Today, Google starts rolling out Lollipop, the Android update it calls its “largest, most ambitious” release yet.
With Lollipop, Google introduced “material design,” an overhauled interface aesthetic that’s sleek and brightly coloured.
“It’s grounded in tactile reality, inspired by real life objects — specifically paper and ink,” designer Nicholas Jitkoff writes in a company blog post.
Creating the new, unified look was a long process, pulling together designers from all different parts of Google.
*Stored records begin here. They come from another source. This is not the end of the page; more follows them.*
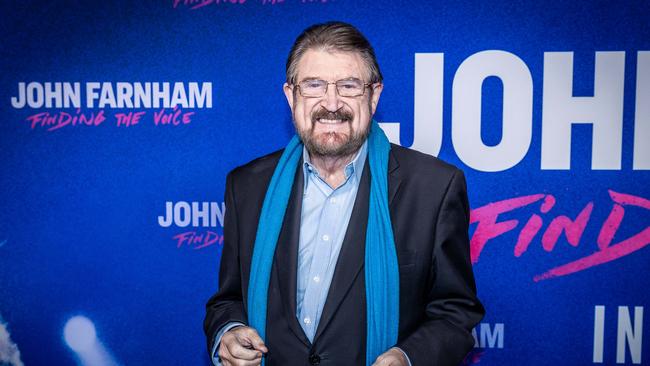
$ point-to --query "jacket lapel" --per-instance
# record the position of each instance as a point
(394, 180)
(286, 255)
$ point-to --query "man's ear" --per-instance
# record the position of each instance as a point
(376, 93)
(288, 93)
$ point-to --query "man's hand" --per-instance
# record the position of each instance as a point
(241, 346)
(392, 357)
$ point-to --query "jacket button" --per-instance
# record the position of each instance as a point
(314, 359)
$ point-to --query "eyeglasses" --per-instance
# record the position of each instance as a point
(314, 88)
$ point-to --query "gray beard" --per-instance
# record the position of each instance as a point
(352, 145)
(315, 147)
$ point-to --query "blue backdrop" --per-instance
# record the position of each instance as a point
(558, 176)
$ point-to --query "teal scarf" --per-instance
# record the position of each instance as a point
(381, 270)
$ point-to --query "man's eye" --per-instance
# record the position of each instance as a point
(349, 86)
(313, 84)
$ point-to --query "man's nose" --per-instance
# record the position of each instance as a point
(331, 100)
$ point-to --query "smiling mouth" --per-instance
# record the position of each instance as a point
(331, 121)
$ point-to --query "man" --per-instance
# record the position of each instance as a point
(342, 249)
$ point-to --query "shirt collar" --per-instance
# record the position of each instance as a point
(354, 167)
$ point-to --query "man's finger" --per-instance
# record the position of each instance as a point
(255, 341)
(239, 351)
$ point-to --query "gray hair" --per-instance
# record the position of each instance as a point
(333, 36)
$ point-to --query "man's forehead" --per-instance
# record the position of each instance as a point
(331, 65)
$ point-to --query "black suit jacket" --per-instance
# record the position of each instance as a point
(430, 217)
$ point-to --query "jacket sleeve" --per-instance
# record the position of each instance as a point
(227, 304)
(452, 309)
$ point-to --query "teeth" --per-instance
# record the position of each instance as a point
(329, 121)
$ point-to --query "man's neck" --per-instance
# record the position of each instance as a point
(332, 168)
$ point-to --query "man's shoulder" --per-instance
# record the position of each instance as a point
(421, 164)
(259, 167)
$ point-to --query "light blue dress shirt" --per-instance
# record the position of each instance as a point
(324, 220)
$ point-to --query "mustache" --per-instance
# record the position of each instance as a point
(323, 113)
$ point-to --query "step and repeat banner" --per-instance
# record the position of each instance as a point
(120, 120)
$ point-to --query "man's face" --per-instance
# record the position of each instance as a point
(332, 125)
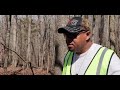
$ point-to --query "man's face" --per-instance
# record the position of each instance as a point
(75, 42)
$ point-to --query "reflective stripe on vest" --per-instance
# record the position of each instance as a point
(98, 65)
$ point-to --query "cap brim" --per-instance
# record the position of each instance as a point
(66, 30)
(62, 30)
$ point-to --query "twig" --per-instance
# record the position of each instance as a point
(29, 63)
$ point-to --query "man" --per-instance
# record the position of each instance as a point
(85, 57)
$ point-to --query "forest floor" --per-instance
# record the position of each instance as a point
(20, 71)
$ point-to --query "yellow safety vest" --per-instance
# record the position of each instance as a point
(98, 66)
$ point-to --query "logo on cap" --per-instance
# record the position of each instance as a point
(73, 22)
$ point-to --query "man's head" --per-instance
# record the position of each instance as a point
(77, 33)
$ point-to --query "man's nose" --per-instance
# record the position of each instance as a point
(69, 40)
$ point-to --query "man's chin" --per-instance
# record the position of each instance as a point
(71, 49)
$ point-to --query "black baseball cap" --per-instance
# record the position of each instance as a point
(74, 26)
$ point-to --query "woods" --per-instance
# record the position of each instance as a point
(30, 44)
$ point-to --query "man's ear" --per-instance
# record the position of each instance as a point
(88, 34)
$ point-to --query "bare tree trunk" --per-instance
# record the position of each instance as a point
(14, 33)
(29, 39)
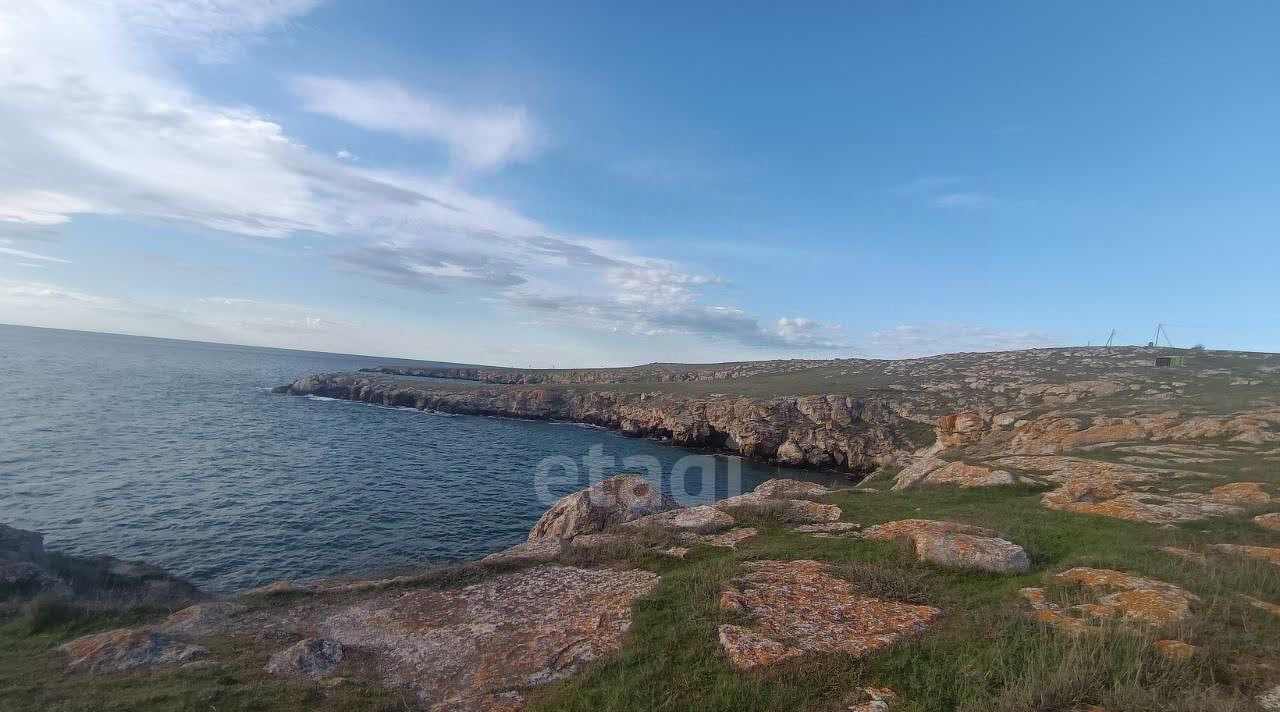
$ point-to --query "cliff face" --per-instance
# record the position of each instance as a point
(835, 432)
(650, 373)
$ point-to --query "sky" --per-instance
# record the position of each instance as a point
(607, 183)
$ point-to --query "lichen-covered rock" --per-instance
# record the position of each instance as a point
(606, 503)
(1265, 553)
(830, 529)
(1119, 491)
(123, 649)
(1274, 608)
(1175, 649)
(780, 488)
(958, 474)
(796, 511)
(1130, 598)
(456, 647)
(310, 657)
(1244, 493)
(703, 519)
(746, 648)
(955, 546)
(201, 619)
(526, 552)
(727, 539)
(800, 606)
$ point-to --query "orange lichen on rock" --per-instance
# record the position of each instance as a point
(1134, 599)
(800, 606)
(1265, 553)
(955, 546)
(1112, 489)
(1240, 493)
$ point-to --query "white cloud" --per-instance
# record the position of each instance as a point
(94, 121)
(963, 200)
(27, 255)
(927, 339)
(478, 137)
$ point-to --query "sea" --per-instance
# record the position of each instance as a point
(177, 453)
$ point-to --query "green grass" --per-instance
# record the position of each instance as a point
(984, 653)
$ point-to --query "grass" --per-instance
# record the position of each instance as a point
(984, 653)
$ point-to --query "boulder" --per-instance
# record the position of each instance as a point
(528, 552)
(728, 539)
(1243, 493)
(1133, 599)
(799, 607)
(456, 648)
(703, 519)
(955, 546)
(952, 473)
(606, 503)
(1265, 553)
(310, 657)
(790, 489)
(123, 649)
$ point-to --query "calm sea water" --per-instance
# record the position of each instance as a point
(177, 453)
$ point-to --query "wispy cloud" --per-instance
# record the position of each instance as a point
(479, 137)
(96, 123)
(927, 339)
(969, 199)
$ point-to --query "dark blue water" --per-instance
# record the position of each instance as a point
(177, 453)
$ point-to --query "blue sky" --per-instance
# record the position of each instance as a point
(576, 183)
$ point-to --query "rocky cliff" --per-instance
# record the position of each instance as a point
(826, 430)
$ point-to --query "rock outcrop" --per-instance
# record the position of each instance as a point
(1130, 598)
(799, 607)
(310, 657)
(833, 430)
(935, 471)
(606, 503)
(955, 546)
(511, 631)
(124, 649)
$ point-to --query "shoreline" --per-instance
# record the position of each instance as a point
(830, 433)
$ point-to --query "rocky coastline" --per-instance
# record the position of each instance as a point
(832, 432)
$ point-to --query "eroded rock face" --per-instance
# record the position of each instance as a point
(1123, 491)
(955, 546)
(120, 651)
(528, 552)
(703, 519)
(798, 607)
(511, 631)
(310, 657)
(606, 503)
(1130, 598)
(827, 430)
(728, 539)
(1243, 493)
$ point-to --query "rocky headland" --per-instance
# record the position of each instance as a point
(1056, 529)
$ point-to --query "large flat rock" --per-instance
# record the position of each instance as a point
(456, 648)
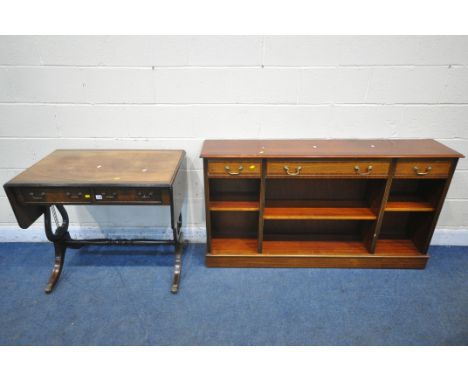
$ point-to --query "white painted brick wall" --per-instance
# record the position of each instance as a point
(175, 91)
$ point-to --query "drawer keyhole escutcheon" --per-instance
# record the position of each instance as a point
(428, 170)
(228, 170)
(357, 169)
(297, 172)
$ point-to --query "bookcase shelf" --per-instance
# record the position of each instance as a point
(315, 203)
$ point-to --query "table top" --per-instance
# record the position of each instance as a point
(103, 167)
(327, 148)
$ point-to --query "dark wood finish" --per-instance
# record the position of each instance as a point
(324, 203)
(99, 177)
(316, 168)
(423, 169)
(239, 168)
(327, 148)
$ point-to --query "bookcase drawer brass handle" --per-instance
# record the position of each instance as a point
(297, 172)
(357, 169)
(228, 170)
(71, 195)
(428, 170)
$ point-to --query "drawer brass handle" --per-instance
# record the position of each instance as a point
(37, 197)
(228, 170)
(358, 169)
(297, 172)
(428, 170)
(111, 196)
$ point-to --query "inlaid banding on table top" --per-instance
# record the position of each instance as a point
(72, 167)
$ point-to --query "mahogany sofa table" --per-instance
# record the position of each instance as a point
(324, 203)
(99, 177)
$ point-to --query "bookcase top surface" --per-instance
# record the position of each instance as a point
(328, 148)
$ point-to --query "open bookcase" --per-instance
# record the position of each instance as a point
(324, 203)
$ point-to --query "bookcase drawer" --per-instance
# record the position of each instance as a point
(328, 168)
(423, 169)
(237, 168)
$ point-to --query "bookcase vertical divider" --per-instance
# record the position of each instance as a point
(440, 203)
(261, 208)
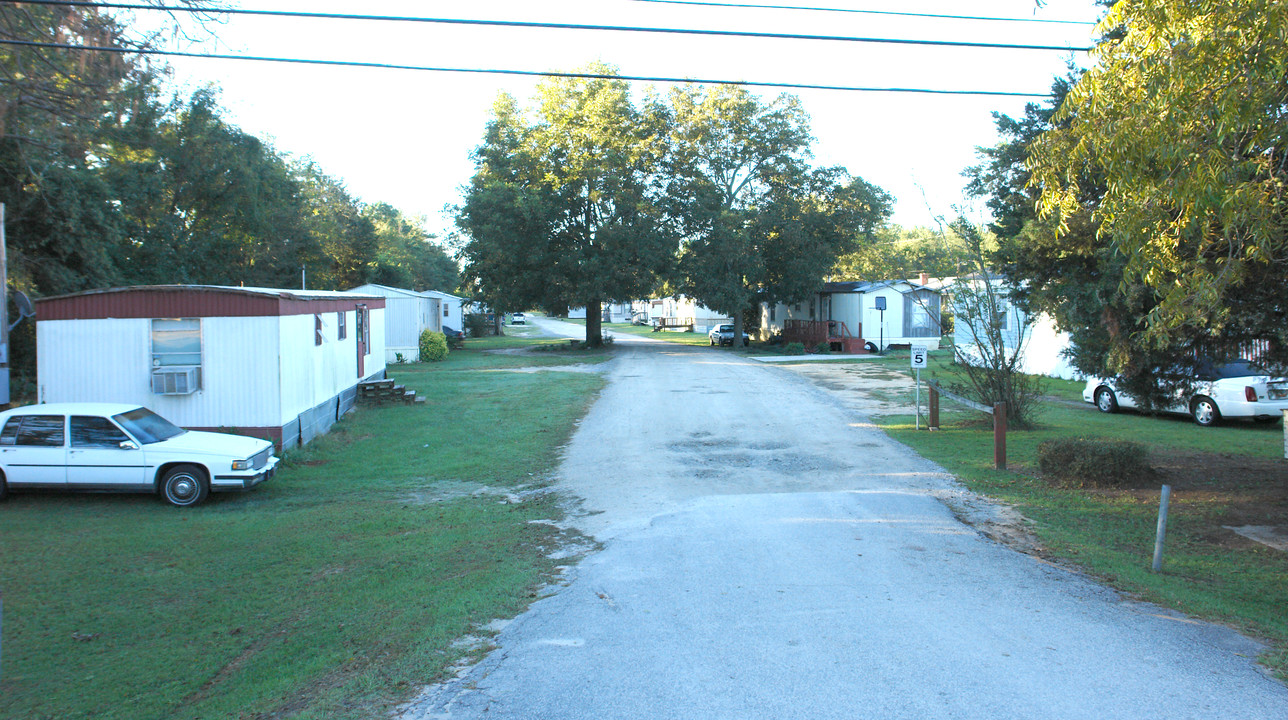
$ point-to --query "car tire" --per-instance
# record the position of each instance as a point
(1204, 411)
(184, 486)
(1107, 401)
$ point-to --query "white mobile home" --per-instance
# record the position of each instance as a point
(879, 313)
(1037, 340)
(451, 309)
(407, 314)
(282, 365)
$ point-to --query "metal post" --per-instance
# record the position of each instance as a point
(1000, 435)
(1162, 527)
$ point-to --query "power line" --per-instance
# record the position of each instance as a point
(519, 72)
(863, 12)
(554, 26)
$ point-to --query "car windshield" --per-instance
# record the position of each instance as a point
(147, 426)
(1237, 369)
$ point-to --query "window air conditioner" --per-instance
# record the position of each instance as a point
(174, 381)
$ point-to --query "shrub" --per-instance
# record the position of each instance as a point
(1095, 463)
(433, 345)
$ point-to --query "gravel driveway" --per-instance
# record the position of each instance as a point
(770, 554)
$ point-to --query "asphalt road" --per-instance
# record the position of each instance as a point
(768, 554)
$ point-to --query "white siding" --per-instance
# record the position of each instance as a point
(111, 361)
(450, 309)
(313, 374)
(407, 314)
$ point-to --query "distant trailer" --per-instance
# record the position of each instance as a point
(281, 365)
(407, 314)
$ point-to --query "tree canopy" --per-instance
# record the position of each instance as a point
(706, 192)
(108, 180)
(1181, 130)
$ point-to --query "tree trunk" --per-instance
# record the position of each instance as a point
(594, 317)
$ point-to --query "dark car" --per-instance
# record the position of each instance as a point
(723, 335)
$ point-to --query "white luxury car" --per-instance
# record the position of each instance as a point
(1228, 390)
(125, 448)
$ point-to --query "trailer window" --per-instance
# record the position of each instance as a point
(177, 343)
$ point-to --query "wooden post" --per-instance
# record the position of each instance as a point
(4, 314)
(1000, 435)
(1163, 501)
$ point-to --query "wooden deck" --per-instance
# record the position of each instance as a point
(812, 332)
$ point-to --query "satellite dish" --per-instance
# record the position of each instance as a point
(25, 308)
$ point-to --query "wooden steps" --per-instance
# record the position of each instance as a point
(380, 392)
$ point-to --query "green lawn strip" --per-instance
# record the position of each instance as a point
(1112, 535)
(332, 591)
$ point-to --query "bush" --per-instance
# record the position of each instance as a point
(433, 345)
(1095, 463)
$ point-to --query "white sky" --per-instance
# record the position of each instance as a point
(405, 137)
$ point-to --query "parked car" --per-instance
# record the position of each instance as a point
(723, 335)
(125, 448)
(1226, 390)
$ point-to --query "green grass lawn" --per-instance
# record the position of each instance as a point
(1109, 532)
(331, 591)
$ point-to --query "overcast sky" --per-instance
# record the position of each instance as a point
(405, 137)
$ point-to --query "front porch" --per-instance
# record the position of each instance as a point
(836, 334)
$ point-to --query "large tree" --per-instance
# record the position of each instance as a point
(757, 224)
(1181, 121)
(562, 209)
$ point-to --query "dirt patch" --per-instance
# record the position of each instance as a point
(578, 367)
(1230, 491)
(863, 388)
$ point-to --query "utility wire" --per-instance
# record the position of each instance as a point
(520, 72)
(554, 26)
(863, 12)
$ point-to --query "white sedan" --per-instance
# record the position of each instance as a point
(124, 448)
(1229, 390)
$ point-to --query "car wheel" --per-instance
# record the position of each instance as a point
(184, 486)
(1204, 411)
(1105, 399)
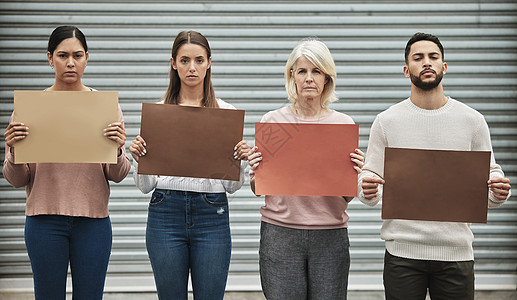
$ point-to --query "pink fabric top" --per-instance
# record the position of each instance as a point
(305, 212)
(66, 189)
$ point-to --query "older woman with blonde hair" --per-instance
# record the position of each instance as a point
(304, 247)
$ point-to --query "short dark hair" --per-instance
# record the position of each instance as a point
(65, 32)
(420, 36)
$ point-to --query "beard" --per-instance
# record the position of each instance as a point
(426, 86)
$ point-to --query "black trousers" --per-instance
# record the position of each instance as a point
(409, 279)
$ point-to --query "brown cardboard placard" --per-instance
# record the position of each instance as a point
(306, 159)
(65, 126)
(190, 141)
(436, 185)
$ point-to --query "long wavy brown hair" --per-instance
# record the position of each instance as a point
(172, 94)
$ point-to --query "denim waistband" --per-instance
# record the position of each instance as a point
(183, 193)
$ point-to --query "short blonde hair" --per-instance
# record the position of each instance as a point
(319, 55)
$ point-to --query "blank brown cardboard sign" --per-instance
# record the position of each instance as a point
(65, 126)
(436, 185)
(306, 159)
(190, 141)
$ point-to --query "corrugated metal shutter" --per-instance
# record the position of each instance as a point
(130, 43)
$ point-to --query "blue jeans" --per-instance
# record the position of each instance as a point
(53, 241)
(189, 231)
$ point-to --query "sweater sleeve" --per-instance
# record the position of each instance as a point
(117, 172)
(374, 161)
(231, 186)
(18, 175)
(145, 183)
(481, 142)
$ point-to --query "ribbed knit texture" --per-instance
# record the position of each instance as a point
(454, 126)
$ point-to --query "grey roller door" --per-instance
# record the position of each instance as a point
(130, 43)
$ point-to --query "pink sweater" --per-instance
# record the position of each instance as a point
(66, 189)
(305, 212)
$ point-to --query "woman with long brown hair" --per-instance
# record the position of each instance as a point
(188, 225)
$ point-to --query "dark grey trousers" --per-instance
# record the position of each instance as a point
(303, 264)
(409, 279)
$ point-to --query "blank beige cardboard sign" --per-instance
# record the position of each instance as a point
(190, 141)
(436, 185)
(65, 126)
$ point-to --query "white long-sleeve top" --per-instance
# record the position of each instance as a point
(455, 126)
(147, 183)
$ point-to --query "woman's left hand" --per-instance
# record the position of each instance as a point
(357, 157)
(241, 151)
(116, 132)
(500, 187)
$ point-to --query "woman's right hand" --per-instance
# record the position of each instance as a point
(14, 132)
(137, 148)
(254, 158)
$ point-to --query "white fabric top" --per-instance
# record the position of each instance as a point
(455, 126)
(147, 183)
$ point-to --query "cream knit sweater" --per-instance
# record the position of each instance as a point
(455, 126)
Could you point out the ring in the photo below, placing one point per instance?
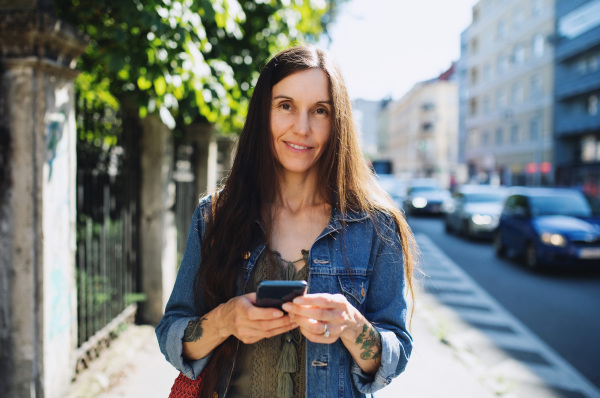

As part of that effort, Google had one engineer cut out and paste together dozens of different little icons and widgets with coloured paper.
“We wanted to see how light moves across real surfaces, and how can we encapsulate that in the design in a way that speaks to people,” Jitkoff explained to Business Insider at a launch event last week.
“He disappeared for a week,” Jitkoff says.
“Even after we stopped cutting things out of paper, we would look at the app without any colour, without any information, just as layers as part of the design process,” Matias Duarte, VP of Android Design, added:
By relegating one designer to essentially do arts and crafts for a week, Google’s design team was able to create incredibly real looking icons.
“It was really important that we were making something that actually had integrity, and was really credible and plausible, so we wanted to really understand how realistic lighting worked,” Duarte says.